Boom di offerte di lavoro in Emilia Romagna. "Ma serve studiare"

In Emilia Romagna disponibili 1200 posti al giorno, ma quattro candidati su dieci non sono formati. Le ricette di Bonaccini e Vittadini

Offerte lavoro in Emilia Romagna

Offerte lavoro in Emilia Romagna

Bologna, 5 novembre 2021 - Oltre 1.200 posti di lavoro al giorno vengono offerti in Emilia-Romagna. È quanto emerge dal rapporto sul lavoro sostenibile della Fondazione per la Sussidiarietà (basata su dati Excelsior) secondo cui nel quarto trimestre dell’anno corrente, per effetto della ripresa economica, sono 112.650 le posizioni da ricoprire, da Piacenza a Cattolica. Nel solo mese di ottobre le nuove entrate programmate dalle aziende erano 42.640, di cui 7.870 dirigenti e alte professionalità, 11.900 impiegati, 17.240 operai specializzati e 5.630 professioni non qualificate. La regione si conferma ad alta vitalità economica: a fine 2020 erano al lavoro il 68,4% delle persone fra 14 e 65 anni, ben 10 punti sopra la media nazionale del 58,4%. La ricerca di lavoro è letteralmente esplosa: le offerte sono concentrate sul web. Dal 2015 al marzo 2021 sono stati oltre 2 milioni 650mila le ricerche online. Ma il problema è che spesso le proposte non vengono soddisfatte: in Emilia-Romagna, nel 40% dei casi infatti le imprese non trovano candidati idonei.

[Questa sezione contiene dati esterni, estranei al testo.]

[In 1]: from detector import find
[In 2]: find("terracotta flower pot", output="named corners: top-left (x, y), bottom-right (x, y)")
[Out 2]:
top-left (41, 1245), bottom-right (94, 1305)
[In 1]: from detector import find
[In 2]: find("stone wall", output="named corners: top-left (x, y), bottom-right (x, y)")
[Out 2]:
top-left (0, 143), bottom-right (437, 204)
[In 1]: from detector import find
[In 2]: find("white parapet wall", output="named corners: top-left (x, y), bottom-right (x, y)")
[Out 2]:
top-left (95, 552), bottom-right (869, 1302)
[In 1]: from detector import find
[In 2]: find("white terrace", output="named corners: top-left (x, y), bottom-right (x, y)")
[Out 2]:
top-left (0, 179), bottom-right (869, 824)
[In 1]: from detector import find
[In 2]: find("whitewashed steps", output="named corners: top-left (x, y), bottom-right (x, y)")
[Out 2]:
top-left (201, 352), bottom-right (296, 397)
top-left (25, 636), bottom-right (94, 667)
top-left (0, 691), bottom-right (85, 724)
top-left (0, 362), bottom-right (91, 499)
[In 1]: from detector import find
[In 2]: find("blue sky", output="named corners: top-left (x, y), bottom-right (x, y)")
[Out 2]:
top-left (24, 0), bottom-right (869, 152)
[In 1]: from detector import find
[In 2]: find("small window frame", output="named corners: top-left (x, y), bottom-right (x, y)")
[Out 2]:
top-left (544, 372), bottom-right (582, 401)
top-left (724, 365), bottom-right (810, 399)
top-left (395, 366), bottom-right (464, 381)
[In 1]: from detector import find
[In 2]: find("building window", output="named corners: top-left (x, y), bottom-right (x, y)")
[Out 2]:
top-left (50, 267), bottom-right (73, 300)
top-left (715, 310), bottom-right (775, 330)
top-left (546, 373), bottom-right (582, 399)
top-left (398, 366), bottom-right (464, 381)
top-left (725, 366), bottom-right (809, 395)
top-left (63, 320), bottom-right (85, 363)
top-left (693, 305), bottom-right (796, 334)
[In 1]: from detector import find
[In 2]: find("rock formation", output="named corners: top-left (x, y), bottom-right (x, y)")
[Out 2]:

Tra le figure introvabili ci sono soprattutto ingegneri e informatici.

 

"La fatica delle aziende a trovare personale qualificato deriva da un grande errore italiano: aver anteposto l’assistenzialismo allo sviluppo del lavoro". L’analisi arriva dall’economista Giorgio Vittadini, professore di statistica alla Bicocca di Milano nonché presidente della Fondazione per la Sussidiarietà che ha presentato mercoledì sera al teatro Magnani di Fidenza, il rapporto sul lavoro sostenibile. Dal quale è emerso il preoccupante mismatch: la pioggia di offerte d’occupazione non trova risposte abbastanza qualità nelle domande d’assunzione. Tradotto: solo sei persone su dieci sono ritenute idonee. Poco più della metà. "Occorre cambiare lo slogan verso i nostri giovani: se avrai voglia di lavorare, devi studiare. Trent’anni fa chi non voleva stare sui libri a scuola, andava in fabbrica. Ma ora servono competenze, non ci si improvvisa", ha spiegato il presidente della Regione Emilia-Romagna, Stefano Bonaccini, ospite della serata nella quale ha dialogato col professor Vittadini, incalzati dalle domande sulle grandi sfide del lavoro da parte di Michele Brambilla, direttore di Qn-Il Resto del Carlino.

Migration

"La ripresa economica sta spingendo la creazione di lavoro e l’Emilia Romagna è una delle aree più vivaci grazie alla storica vocazione produttiva e turistica – ha osservato l’illustre economista, il quale poi avverte – Il lavoro però si sta trasformando. Oggi è sempre più un percorso e sempre meno un posto. Tutte le professioni stanno cambiando a ritmi mai visti prima e molte figure specialistiche non si trovano. Nel 2030 si stima che un miliardo di persone nel mondo faranno mestieri che oggi non esistono neppure. Lo sviluppo va perciò sostenuto con politiche attive che favoriscano la mobilità e la formazione continua". Una sfida che il governatore Bonaccini accoglie: "Stiamo sviluppando un progetto per trattenere qui i migliori talenti, evitando che vadano all’estero o per farli rientrare. La prima ricetta è pagarli di più. Le prove Invalsi dimostrano che i migliori nell’apprendimento sono i bambini degli asili. Sono il nostro futuro. È qui che dobbiamo investire. Ora. Dalle materne all’università, ma soprattutto sugli istituti tecnici, favorendo l’alternanza scuola-lavoro".

E ancora: "La natalità è il pilastro sul quale costruire il futuro del nostro Paese", un assunto che svela come la sinistra sia cambiata e in transizione politica anch’essa al pari di quella digitale ed ecologica. Un aspetto sottolineato anche dal direttore Brambilla il quale ha concluso con un auspicio: "Nel 2019 eravamo un Paese sfiduciato. Seduto. Questa pandemia imprevista ci ha insegnato che abbiamo bisogno gli uni degli altri, da individui solitari non andiamo da nessuna parte. Ecco perché da qui si può ripartire, tutti uniti, per ricostruire l’Italia".